Öncelikle tüm bölgede kitlesel isyanların yaşandığı Arap Baharı sürecinde Suudi toplumunun nispeten sakin kalması Krallık vatandaşlarının geçmişe nazaran ulus aşırı ideolojilere olan duyarlılığının azaldığını gösteriyor. Çünkü bu süreçte Suudi toplumu tüm bölgeye yayılan politik değişim çağrılarına ve sokak hareketlerine kulak tıkayarak rejime sadık kaldı. Riyad’daki siyasi elitler, dışarıdaki ideolojik hareketlerin Suudi toplumunu etkileme olasılığının azaldığını yaşanan bu gelişmelerle tecrübe ettiler. Burada bölge genelinde politik değişim taleplerine öncülük eden İslamcıların yaşadığı başarısızlıkların da önemli bir rolü oldu Aradan geçen on beş yılın ardından geniş kitleler tarafından devrimci söylemin güçlü bir şekilde dillendirildiği Suriye, Mısır, Libya ve Yemen gibi ülkelerin yaşadığı yıkım, devrimciliğin yüksek maliyetini ortaya koyarak Suudi toplumunun bu değişim taleplerinin peşinden sürüklenmesini engelledi. 

Üçüncü olarak; nüfusunun yaklaşık üçte ikisinin otuz beş yaşın altında olduğu Suudi Arabistan oldukça genç bir popülasyona sahip. Eğitim sisteminde teolojinin azalan ağırlığı, artan kitle iletişim olanakları ve yurt dışına seyahatin yaygınlaşması gibi faktörler tutucu ulemanın toplumsal nüfuzunun zayıflamasına yol açıyor. Yeni dönemde değişim talep eden gençler için en önemli husus eğlence ve spor gibi seküler araçlar olmakta. Hâlbuki geçmiş dönemlerde Suudi toplumunun en çok şikâyet ettiği husus rejimin İslam ilkelerini ihlal eden uygulamalarıydı. Ulus aşırı ideolojilere duyarlılığı azalan, seküler bir hayat tarzına ilgi duyan Suudi gençliğinin yeni dönemde Riyad’ın sahip olduğu devasa ekonomik kaynaklarla yeni bir milliyetçilik söylemi üzerinden rejime sadakati temin edilmeye çalışılmakta. Bu politika ister istemez ulemanın Suudi politik sistemindeki önemini azaltmaktadır. 

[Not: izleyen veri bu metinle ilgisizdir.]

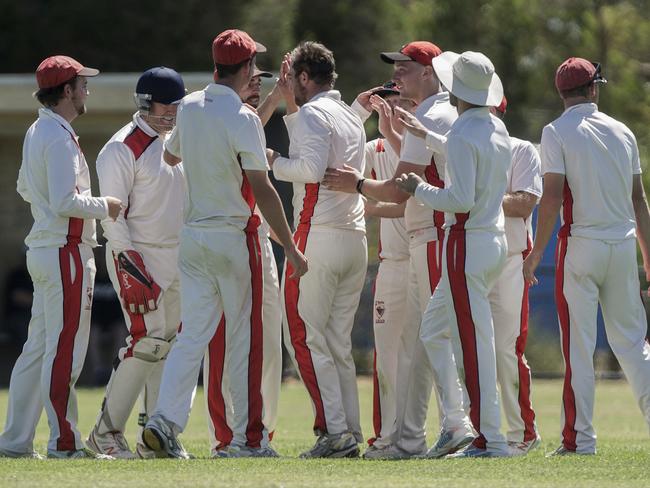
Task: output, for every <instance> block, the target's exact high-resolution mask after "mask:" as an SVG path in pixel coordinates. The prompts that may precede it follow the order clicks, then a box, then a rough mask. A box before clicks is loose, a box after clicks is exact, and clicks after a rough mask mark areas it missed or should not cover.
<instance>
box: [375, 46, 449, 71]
mask: <svg viewBox="0 0 650 488" xmlns="http://www.w3.org/2000/svg"><path fill="white" fill-rule="evenodd" d="M440 54H442V51H441V49H440V48H439V47H438V46H436V45H435V44H433V43H431V42H428V41H413V42H409V43H408V44H405V45H404V46H402V49H400V50H399V52H398V53H381V59H382V60H383V61H384V62H386V63H390V64H393V63H395V61H415V62H416V63H420V64H421V65H423V66H431V60H432V59H433V58H435V57H436V56H439V55H440Z"/></svg>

Suudi Arabistan’da değişen hanedan-ulema ilişkileri ve ulemanın Suudi politik sistemindeki rolünün zayıflaması ilk kez karşı karşıya kaldığımız bir durum değil. Geçmişte de benzer durumlar ortaya çıktı. Ulemanın Suudi politik sistemindeki rolünü belirleyen temel faktör, hanedanın toplumsal meşruiyetine yönelik tehditlerin doğasıyla alakalı. Petrol gelirlerinin arttığı ve Krallığa yönelik ideolojik meydan okumaların azaldığı dönemlerde ulemanın Suudi politik sistemindeki rolü zayıflar. Ülkede ekonomik sorunlara ilaveten ideolojik meydan okumaların ortaya çıktığı durumlarda hanedan ile ulema yeniden kenetlenerek rejimin güvenliğini sağlar. 

NECMETTİN ACAR

Mardin Artuklu Üniversitesi İktisadi ve İdari Bilimler Fakültesi Siyaset Bilimi ve Uluslararası İlişkiler bölümü başkanıdır.